The international women’s publication Belletrista is, this issue, running two features up about Arab writers.

One is: “Who Has the Power? Reading Arab Women in English,” which explores the shifting power relationships between Arab writer, translator, and publisher. (Since I wrote it, it’s full of the sort of gossip I enjoy: Who was offered $1 million to slant her first novel against Islam? Which translator was elbowed out of the book-editing process, and why? Which authors have re-shaped their work at the advice of translators?)

It begins, more seriously:

Translation, Maureen Freely said at a recent conference in Qatar, is a feminine, or feminized, act. The translator must remain faithful to the author’s words; the contemporary translator is largely invisible; she (or he) is the helpmeet of the more powerful, more famous author.

Freely is best known for her work translating the Nobel Prize-winning Turkish author Orhan Pamuk. And it is clear, in reading Pamuk’s dedication to the English version of his most recent novel, that he took pains to direct the translation. The dedication to The Museum of Innocence acknowledges not Freely, but instead others who helped perfect the English text: Sila Olcur, editor George Andreou, fellow author Kiran Desai.

But this power relationship is an unstable one. Sometimes, it is the translator who finds herself in the “masculine” position. Samia Mehrez, director of the American University in Cairo’s Center for Translation Studies, says that, up until recently, it was usually translators who chose Arabic-language texts and pitched them to Western publishers. Translators thus stood between Arab authors and large, potentially well-paying audiences. (Keep reading.)

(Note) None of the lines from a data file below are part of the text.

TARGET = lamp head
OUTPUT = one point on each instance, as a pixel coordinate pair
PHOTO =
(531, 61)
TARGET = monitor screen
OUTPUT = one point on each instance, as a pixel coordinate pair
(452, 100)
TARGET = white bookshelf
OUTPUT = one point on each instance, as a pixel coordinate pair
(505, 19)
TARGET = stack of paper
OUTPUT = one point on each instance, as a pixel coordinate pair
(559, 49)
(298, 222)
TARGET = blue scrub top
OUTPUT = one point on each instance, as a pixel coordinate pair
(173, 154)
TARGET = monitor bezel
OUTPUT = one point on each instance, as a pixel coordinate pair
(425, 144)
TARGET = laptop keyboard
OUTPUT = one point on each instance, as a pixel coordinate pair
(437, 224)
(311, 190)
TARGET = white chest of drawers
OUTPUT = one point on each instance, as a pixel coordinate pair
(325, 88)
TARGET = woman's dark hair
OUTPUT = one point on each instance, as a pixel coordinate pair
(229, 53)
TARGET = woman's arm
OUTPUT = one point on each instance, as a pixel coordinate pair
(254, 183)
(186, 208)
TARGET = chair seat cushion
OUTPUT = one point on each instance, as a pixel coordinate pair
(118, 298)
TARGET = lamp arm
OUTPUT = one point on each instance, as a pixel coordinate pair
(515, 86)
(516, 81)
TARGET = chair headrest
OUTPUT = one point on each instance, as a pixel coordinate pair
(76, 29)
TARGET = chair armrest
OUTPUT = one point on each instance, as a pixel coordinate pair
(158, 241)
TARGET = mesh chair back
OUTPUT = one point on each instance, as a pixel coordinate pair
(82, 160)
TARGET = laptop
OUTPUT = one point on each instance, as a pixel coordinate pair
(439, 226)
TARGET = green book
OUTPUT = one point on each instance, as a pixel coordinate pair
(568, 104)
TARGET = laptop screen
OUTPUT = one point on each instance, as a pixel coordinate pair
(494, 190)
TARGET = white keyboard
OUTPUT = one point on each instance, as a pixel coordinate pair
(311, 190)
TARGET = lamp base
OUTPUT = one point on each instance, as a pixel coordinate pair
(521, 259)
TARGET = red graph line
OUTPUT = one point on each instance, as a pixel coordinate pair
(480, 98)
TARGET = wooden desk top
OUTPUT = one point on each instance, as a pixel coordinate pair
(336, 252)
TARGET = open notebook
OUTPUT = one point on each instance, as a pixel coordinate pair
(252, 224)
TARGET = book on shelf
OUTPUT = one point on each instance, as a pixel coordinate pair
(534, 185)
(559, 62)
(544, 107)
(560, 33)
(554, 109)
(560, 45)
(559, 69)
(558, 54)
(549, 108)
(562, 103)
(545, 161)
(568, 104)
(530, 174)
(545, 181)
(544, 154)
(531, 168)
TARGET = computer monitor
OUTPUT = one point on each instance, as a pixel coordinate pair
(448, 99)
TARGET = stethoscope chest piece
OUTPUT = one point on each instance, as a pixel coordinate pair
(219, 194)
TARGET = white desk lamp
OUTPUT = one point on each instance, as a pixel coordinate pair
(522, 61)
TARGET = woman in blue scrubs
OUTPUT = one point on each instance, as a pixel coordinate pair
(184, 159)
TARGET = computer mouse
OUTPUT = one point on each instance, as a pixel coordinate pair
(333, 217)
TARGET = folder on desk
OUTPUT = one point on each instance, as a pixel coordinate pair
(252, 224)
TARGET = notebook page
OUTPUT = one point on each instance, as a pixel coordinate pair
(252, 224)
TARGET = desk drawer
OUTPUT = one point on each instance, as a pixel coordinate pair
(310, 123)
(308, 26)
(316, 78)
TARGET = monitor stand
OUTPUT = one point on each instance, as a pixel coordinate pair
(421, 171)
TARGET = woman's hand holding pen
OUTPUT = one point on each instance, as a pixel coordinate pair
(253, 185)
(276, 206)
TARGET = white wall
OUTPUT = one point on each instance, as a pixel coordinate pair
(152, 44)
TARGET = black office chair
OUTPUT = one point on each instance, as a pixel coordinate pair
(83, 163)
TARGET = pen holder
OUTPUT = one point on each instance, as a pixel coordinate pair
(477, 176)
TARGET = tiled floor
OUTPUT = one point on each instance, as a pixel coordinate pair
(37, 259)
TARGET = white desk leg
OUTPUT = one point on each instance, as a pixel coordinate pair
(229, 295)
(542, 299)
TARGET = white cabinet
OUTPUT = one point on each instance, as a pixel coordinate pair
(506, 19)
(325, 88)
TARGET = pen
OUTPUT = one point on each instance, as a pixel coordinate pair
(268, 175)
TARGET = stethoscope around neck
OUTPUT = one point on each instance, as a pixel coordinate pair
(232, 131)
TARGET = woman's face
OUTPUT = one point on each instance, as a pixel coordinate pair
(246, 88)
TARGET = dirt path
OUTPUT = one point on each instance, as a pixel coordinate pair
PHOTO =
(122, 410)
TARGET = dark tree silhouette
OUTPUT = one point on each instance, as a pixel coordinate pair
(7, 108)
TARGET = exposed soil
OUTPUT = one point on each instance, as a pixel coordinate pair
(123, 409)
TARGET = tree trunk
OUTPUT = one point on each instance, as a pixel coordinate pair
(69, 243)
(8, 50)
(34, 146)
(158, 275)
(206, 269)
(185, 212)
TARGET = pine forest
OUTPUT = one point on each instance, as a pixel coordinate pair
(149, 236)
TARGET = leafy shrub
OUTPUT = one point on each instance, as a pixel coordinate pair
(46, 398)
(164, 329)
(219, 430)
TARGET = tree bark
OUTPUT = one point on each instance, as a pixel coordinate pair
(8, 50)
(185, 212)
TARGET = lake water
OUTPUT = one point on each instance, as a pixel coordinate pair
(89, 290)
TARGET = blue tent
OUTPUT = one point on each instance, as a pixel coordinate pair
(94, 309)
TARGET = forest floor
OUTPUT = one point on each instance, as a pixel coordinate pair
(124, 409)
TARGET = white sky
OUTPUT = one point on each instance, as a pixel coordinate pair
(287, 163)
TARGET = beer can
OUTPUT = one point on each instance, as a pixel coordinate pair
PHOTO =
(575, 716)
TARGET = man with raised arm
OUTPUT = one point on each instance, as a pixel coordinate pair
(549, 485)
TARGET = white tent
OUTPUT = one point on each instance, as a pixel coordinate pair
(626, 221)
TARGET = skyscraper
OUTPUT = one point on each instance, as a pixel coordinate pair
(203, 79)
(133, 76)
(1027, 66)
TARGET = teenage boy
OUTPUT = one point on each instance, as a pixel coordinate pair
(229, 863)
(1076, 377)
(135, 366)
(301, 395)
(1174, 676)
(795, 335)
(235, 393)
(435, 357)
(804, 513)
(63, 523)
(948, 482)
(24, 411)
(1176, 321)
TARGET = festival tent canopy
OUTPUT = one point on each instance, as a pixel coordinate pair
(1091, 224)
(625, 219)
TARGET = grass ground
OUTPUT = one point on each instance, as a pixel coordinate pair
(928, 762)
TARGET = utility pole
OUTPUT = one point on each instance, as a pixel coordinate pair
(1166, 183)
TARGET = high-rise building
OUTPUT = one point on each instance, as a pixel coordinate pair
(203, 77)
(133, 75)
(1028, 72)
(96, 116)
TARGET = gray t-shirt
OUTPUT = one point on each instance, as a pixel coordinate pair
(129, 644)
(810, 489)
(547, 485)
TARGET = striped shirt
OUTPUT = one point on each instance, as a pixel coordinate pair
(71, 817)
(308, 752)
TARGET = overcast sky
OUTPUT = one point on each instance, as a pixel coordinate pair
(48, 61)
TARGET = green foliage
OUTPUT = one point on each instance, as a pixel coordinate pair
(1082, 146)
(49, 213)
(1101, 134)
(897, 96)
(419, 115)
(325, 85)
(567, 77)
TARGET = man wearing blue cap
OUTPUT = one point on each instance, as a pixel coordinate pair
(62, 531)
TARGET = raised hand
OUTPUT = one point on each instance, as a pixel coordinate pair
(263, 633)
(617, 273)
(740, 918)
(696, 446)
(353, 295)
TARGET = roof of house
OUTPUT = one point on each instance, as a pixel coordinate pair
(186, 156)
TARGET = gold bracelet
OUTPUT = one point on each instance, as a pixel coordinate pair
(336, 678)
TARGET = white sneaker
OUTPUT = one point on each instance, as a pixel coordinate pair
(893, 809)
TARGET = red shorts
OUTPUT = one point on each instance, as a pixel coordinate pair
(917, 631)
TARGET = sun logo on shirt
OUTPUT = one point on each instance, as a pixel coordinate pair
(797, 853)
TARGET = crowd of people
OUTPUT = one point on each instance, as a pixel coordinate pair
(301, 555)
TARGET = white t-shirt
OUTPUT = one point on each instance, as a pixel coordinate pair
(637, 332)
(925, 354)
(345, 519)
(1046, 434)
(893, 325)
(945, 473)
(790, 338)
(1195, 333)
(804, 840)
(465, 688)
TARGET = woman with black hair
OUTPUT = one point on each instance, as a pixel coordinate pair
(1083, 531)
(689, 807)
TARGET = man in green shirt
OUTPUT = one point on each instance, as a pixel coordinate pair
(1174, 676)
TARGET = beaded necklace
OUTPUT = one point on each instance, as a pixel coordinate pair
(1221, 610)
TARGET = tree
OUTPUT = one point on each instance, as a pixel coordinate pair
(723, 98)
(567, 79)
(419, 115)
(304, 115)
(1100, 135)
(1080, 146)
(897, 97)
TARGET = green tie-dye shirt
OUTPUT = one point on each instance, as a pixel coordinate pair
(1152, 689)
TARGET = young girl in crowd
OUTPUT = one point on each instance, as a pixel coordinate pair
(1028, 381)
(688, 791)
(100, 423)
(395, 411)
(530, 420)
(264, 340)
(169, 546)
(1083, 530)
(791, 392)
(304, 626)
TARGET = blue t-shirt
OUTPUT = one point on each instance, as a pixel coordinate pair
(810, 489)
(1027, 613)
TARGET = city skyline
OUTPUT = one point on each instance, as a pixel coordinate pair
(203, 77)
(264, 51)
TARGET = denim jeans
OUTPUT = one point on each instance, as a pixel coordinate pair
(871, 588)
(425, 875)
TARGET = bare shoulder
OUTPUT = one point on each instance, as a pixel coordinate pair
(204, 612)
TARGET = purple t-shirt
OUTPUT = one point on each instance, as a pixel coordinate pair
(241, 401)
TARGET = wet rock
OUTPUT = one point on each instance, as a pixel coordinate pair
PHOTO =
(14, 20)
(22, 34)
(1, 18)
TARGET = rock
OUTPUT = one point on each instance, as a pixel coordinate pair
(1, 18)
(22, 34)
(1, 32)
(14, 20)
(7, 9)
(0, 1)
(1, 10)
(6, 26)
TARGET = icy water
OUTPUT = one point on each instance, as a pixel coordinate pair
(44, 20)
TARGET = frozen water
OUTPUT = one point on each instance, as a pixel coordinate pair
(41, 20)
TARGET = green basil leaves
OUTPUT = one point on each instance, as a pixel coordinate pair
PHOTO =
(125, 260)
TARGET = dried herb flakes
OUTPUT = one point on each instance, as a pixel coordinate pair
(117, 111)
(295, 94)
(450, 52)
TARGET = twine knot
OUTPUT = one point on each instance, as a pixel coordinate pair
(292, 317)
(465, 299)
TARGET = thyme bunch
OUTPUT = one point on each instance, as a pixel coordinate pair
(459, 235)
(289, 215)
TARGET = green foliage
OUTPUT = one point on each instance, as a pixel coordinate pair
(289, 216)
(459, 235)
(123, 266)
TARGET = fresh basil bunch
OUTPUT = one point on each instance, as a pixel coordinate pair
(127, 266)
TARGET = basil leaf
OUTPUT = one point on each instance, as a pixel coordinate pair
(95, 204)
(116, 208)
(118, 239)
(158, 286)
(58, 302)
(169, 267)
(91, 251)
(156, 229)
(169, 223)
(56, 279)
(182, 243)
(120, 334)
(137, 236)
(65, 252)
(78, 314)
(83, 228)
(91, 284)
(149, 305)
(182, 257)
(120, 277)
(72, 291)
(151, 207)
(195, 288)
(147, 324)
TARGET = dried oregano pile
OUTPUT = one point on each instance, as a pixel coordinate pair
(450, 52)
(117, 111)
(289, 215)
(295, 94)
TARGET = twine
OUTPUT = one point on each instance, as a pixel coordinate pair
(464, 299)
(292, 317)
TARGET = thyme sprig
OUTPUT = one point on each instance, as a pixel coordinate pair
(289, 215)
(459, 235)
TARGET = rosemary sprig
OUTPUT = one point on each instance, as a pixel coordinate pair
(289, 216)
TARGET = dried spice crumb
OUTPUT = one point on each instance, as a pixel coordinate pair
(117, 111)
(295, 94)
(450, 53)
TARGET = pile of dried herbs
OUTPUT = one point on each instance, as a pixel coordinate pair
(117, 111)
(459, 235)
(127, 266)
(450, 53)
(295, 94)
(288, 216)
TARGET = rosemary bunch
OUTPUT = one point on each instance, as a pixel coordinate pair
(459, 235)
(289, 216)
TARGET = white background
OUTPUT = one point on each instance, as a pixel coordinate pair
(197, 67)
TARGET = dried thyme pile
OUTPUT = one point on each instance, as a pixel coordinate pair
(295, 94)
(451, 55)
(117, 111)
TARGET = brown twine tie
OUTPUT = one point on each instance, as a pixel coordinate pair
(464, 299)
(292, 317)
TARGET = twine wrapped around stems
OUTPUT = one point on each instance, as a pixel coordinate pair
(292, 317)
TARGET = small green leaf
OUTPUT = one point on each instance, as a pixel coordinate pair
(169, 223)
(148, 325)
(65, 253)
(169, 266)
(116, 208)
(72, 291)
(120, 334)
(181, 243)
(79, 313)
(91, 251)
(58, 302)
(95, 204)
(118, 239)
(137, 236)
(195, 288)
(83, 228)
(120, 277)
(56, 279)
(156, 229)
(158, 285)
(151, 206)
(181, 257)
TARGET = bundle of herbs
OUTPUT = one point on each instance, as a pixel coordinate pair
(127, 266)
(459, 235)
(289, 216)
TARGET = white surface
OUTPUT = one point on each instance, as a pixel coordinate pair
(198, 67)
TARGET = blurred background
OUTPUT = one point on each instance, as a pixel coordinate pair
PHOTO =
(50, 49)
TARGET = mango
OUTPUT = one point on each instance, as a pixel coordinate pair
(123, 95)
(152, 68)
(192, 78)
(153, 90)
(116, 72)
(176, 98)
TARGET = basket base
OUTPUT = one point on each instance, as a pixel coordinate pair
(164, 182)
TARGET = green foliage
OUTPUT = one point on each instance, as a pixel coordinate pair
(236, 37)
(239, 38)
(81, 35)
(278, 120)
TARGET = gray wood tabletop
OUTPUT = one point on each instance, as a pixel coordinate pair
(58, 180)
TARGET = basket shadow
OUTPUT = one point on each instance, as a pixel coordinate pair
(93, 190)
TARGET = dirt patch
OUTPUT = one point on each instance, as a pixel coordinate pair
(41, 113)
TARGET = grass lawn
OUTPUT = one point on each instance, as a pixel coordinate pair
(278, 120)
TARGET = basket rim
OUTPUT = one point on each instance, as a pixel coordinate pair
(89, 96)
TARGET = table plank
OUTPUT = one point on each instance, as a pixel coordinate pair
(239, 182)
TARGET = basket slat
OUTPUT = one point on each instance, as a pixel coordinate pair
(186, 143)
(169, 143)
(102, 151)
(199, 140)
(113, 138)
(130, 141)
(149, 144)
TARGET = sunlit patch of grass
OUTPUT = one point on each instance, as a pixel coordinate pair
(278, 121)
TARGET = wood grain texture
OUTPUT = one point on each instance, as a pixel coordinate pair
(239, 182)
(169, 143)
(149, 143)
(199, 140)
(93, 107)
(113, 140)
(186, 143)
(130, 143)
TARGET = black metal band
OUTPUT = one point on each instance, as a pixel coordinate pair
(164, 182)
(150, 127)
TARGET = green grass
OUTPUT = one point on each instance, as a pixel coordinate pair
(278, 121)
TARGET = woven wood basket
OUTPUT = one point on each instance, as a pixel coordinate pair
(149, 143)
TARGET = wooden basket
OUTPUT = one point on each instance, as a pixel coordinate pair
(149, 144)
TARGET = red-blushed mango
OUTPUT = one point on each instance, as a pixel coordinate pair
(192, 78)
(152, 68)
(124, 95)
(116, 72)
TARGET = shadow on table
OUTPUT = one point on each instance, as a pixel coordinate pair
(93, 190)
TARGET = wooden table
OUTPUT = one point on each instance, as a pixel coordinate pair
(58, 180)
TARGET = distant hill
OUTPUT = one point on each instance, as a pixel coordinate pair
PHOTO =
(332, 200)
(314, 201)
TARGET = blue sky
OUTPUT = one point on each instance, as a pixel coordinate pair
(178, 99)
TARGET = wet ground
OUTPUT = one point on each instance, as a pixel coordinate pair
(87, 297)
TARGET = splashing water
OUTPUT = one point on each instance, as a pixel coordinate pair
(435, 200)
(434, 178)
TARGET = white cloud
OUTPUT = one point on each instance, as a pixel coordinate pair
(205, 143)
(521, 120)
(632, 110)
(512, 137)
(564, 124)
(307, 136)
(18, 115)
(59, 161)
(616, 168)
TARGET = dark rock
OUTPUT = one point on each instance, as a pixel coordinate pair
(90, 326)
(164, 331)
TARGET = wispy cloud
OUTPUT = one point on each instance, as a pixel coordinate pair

The second piece about Arab women writers is an in-depth exploration of three of Ahdaf Soueif’s books: Aisha, In the Eye of the Sun, and the Booker-shortlisted The Map of Love. Writer Ceri Evans:

I have chosen to review Aisha, The Map of Love and In the Eye of the Sun by Ahdaf Soueif. I have cherished The Map of Love and In the Eye of the Sun for many years, and want to share them with readers. With some disappointment, I note that Ahdaf Soueif has not written any new fiction for so long, stating herself that the next book is ‘on the backburner, getting badly burnt’!

As some of you may remember, Soueif read from her novel-in-progress when she came to Cairo this spring, and said she would surely spend the summer turning down interview, political-organizing and festival invitations in order to work on the book. I hope she’s been able to keep to it.

3 Comments

  1. Did Pamuk really not acknowledge and/or thank the translator in his introduction? If that’s true, that’s a pretty dirty move in general.

  2. Not in my edition. I don’t know if they vary at all….

  3. As a translator from Chinese to Swedish I must say that I recognize all of the problems you mention in the article (including the taste for young, controversial women novelists). I do think that compared to the US we tend to be a bit more faithful to the original here in Sweden, but since our publishers generally cannot read Chinese books until they’ve been translated into English we often have to struggle when it turns out that the text we’ve translated doesn’t read like the English version (where lots of things may have been changed or deleted). Sometimes, though, I think that the problem is that translator are too few, which means that the selection of books to be translated is based on the taste of a small number of individuals.